Die Bestimmung lautet: „Es ist möglichst weit rechts zu fahren, nicht nur bei Gegenverkehr, beim Überholtwerden, an Kuppen, in Kurven oder bei Unübersichtlichkeit.“

Bei der Auslegung dieser Paragraphen werden immer wieder Fehler gemacht, unabsichtlich gelegentlich von Bußgeldbehörden, von Versicherungen, um eine Schadensleistung zu kürzen. Dieses Gebot soll sicherstellen, dass sich die Fahrzeugführer gefahrlos begegnen können, gegebenenfalls überholen. Das Entscheidende ist, dass diese Bestimmung ausschließlich dazu dient, die sich in Längsrichtung auf derselben Straße bewegenden Fahrzeuge zu schützen.

Nicht geschützt sind Verkehrsteilnehmer, die beispielsweise von einer Grundstückseinfahrt einbiegen, auch nicht überquerende Fußgänger. Ganz besonders oft falsch argumentiert mit dem Rechtsfahrgebot wird, wenn es um einbiegende Fahrzeuge geht, die keine Vorfahrt haben. Diese können sich nicht auf das nur den Längsverkehr schützende Rechtsfahrgebot des anderen Verkehrsteilnehmers berufen.

Die Ausnahmen vom strikten Rechtsfahrgebot sind zahlreich. An Hindernissen darf vorbeigefahren werden, ebenso an Schlaglöchern, Eisrillen oder Glatteis.

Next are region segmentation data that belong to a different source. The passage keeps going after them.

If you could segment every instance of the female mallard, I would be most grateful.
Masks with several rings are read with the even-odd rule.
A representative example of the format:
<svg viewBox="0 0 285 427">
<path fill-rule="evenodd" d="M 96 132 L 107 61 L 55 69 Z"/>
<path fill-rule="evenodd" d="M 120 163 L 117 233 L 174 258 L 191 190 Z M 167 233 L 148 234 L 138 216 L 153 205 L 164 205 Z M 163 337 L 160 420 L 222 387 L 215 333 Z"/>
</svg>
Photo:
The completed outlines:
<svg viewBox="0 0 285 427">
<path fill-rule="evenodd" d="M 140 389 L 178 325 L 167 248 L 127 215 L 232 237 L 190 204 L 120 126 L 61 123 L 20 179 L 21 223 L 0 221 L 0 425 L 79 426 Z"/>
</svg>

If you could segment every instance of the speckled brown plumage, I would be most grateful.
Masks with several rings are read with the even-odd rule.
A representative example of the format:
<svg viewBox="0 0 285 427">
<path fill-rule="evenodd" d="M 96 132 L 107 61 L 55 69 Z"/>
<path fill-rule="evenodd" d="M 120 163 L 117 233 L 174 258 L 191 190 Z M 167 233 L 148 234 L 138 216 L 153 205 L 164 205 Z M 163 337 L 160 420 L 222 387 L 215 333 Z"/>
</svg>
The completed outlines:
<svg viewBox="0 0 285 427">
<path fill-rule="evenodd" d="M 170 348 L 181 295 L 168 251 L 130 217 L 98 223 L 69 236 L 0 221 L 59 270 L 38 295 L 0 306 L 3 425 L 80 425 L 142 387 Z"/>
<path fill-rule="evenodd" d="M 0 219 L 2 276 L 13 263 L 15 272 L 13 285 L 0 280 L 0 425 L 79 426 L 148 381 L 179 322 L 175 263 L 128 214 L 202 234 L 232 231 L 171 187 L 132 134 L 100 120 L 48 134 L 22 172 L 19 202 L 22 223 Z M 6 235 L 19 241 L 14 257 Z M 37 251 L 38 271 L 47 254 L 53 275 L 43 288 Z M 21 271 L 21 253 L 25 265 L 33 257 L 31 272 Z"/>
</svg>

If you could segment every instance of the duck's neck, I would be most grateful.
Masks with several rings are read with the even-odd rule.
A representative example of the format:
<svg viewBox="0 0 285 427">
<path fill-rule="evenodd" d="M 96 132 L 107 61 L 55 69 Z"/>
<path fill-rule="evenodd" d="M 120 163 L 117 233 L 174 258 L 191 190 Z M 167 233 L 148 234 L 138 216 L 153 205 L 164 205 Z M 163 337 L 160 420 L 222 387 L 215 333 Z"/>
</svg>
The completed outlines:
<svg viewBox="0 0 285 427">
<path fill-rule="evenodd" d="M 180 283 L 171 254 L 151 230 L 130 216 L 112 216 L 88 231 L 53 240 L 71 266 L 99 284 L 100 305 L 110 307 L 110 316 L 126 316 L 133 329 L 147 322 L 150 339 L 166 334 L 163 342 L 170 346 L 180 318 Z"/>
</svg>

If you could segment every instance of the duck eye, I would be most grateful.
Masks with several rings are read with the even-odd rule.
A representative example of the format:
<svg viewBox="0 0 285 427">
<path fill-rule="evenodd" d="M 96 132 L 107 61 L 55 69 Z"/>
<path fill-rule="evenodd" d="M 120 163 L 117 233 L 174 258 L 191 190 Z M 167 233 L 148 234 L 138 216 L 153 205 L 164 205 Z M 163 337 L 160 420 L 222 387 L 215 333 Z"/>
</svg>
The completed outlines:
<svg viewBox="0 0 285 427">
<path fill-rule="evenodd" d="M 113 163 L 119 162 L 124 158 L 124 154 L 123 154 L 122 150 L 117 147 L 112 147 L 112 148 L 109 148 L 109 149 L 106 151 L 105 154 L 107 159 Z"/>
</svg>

Ein Abweichen kann auch notwendig bei Gefahrenabwehr sein. Letztlich gibt es viele Gründe, warum man vernünftigerweise in einer konkreten Situation sich an das strikte Rechtsfahrgebot nicht halten muss. Ein Verschulden liegt im Allgemeinen nicht vor, wenn ein anderes Fahrzeug einbiegt, und der Bevorrechtigte das Rechtsfahrgebot nicht eingehalten hat.

Ganz anders kann die Frage zu beurteilen sein, ob gleichwohl eine Mithaftung, trotz fehlenden Verschuldens vorliegt. Es geht um die Frage, inwieweit die Betriebsgefahr desjenigen zu berücksichtigen ist, der die rechte Fahrbahnseite nicht korrekt eingehalten hat.

Hierzu hat das Kammergericht Berlin in einem Beschluss vom 28.12.2006, Aktenzeichen 12 U 47/06 Folgendes ausgeführt:

„Auch wenn das Rechtsfahrgebot grundsätzlich nur dem Schutz des gleichgerichteten Verkehrs dient, schließt das nicht aus, dass sich durch die Benutzung der linken Fahrbahnseite die Betriebsgefahr eines unbeteiligten Kraftfahrzeugs erhöht und allein dadurch zur Mithaftung führt. Denn erlaubtes Tun kann eine erhöhte Betriebsgefahr gegenüber der normalen Gefahr des Betriebs des Kraftfahrzeugs nicht ausschließen, die Erhöhung der Betriebsgefahr muss nicht durch unerlaubtes Verhalten des Fahrzeugführers verursacht sein. Die die normale Gefahr erhöhenden Umstände sind solche, in denen sich das Gefahrenpotential des Kraftfahrzeuges aktualisiert, wobei alle Gefahrenmomente des Betriebes zu berücksichtigen sind, die die Unfallfolgen nähergerückt haben, nicht nur diejenigen, die den Unfall ausgelöst haben.“

Das heißt aber nicht, dass in jedem Fall, wenn das Rechtsfahrgebot nicht eingehalten wurde, und es zu einem Unfall kommt, auch eine Mithaftung besteht. Zunächst einmal sind die Fälle zu beachten, bei denen das strikte Rechtsfahrgebot nicht gilt. Es sind aber auch sonstige Umstände denkbar, die auch eine Mithaftung aus Betriebsgefahr entfallen lassen.

Wenn überhaupt eine Betriebsgefahr in Betracht kommt, wird diese meist mit 10 bis 25 % angesetzt.